The rate of information transfer as a measure of ocean-atmosphere interactions

Exchanges of momentum, energy and mass between the ocean and atmosphere are of large importance in regulating the climate system. Here we apply the Liang-Kleeman rate of information transfer to quantify interactions between the upper ocean and lower atmosphere over the period 1988-2017 at monthly time scale in two different case studies. In the first case study, we investigate dynamical dependencies between sea-surface temperature (SST), SST tendency and turbulent heat flux in satellite observations. We find a strong two-way influence between SST or SST tendency and turbulent heat flux in many regions of the world, with largest values in eastern tropical Pacific and Atlantic oceans, as well as in western boundary currents. The total number of regions with a significant influence of turbulent heat flux on SST and SST tendency is reduced when considering the three variables, suggesting an overall stronger ocean influence compared to the atmosphere.

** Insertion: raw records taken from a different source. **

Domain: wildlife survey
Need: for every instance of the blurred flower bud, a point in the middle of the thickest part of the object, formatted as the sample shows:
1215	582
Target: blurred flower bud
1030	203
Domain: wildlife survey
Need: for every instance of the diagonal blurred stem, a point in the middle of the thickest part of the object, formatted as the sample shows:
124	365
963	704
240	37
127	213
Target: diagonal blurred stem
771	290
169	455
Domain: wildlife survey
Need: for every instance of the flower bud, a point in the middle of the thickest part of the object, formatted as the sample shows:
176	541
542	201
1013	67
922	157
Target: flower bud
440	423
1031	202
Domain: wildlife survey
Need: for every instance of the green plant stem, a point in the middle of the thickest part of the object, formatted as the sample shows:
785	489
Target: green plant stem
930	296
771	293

In the second case study, we focus on the influence of ocean heat transport convergence (dynamical influence) and net surface heat flux (thermodynamical influence) on upper ocean heat content tendency in three global climate models with at least two different ocean resolutions. We find that low-resolution model configurations (1° in the ocean) show a much larger number of regions with a significant dynamical influence compared to high-resolution model configurations. The reason for the large difference in dynamical influence between low and high resolutions partly comes from the spatial distribution of ocean velocity field, which displays a larger spatial variability at high resolution.